Java programming fundamentals: Datastructures and algorithms in Java

Java 101: Datastructures and algorithms in Java, Part 2

Searching and sorting one-dimensional arrays

Java 101: Datastructures and algorithms, Part 2
Mikael Hvidtfeldt Christensen (CC BY-SA 2.0)

An array is a fundamental datastructure category, and a building block for more complex datastructures. In this second part of my Java 101 introduction to datastructures and algorithms, you will learn how arrays are understood and used in Java programming. I introduce the concept of an array and how arrays are represented in the Java language. Then you'll learn about one-dimensional arrays and the three ways that you can introduce them to your Java programs. Finally, we'll explore five algorithms used to search and sort one-dimensional arrays.

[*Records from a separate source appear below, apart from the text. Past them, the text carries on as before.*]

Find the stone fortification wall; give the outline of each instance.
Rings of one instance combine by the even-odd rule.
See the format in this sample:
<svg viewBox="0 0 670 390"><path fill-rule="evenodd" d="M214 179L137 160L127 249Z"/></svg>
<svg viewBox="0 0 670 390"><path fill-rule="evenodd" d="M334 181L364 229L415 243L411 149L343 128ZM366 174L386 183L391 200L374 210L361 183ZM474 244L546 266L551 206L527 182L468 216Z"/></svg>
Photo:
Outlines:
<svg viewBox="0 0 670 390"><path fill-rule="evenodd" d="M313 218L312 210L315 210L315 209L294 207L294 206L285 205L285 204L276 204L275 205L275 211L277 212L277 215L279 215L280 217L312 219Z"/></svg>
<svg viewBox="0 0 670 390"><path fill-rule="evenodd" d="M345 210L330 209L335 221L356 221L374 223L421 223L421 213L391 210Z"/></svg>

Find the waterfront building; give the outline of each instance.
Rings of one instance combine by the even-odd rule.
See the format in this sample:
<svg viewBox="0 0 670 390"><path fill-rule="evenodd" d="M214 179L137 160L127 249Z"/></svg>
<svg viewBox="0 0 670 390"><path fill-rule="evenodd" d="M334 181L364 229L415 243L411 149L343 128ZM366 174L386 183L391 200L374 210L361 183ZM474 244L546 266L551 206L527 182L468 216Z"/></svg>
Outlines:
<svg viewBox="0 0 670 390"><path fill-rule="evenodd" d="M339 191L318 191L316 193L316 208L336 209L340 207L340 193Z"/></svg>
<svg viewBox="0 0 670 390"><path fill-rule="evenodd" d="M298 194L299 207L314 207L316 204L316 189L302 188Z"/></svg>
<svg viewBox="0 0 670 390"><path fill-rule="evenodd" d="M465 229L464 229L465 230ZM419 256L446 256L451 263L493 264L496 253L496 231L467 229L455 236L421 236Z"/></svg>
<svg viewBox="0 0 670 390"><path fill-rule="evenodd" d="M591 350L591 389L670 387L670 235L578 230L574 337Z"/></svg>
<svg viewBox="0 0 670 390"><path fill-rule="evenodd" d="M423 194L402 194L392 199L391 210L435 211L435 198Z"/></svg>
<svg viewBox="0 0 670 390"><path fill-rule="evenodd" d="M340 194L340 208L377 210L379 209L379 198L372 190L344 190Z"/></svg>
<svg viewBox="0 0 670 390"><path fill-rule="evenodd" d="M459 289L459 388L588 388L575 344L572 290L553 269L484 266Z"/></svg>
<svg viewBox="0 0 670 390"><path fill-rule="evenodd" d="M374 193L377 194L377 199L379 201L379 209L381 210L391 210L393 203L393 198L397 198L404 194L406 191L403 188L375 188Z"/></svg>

Note that this article builds on Datastructures and algorithms, Part 1, which introduced the theoretical side of datastructures and the algorithms associated with them. That article includes an in-depth discussion of algorithms and how to use space and time complexity factors to evaluate and select the most efficient algorithm for your Java program. This article will be much more hands-on, and assumes you have already read and digested Part 1.

What is an array?

An array is a sequence of elements where each element is associated with at least one index. An element is a group of memory locations that store a single data item. An index is a nonnegative integer, which in this case is used to uniquely identify an element. This relationship is similar to how a box number uniquely identifies a house on a given street.

The number of indexes associated with any element is the array's dimension. In this article, we'll be talking about one-dimensional arrays. The next article in this series introduces multi-dimensional arrays.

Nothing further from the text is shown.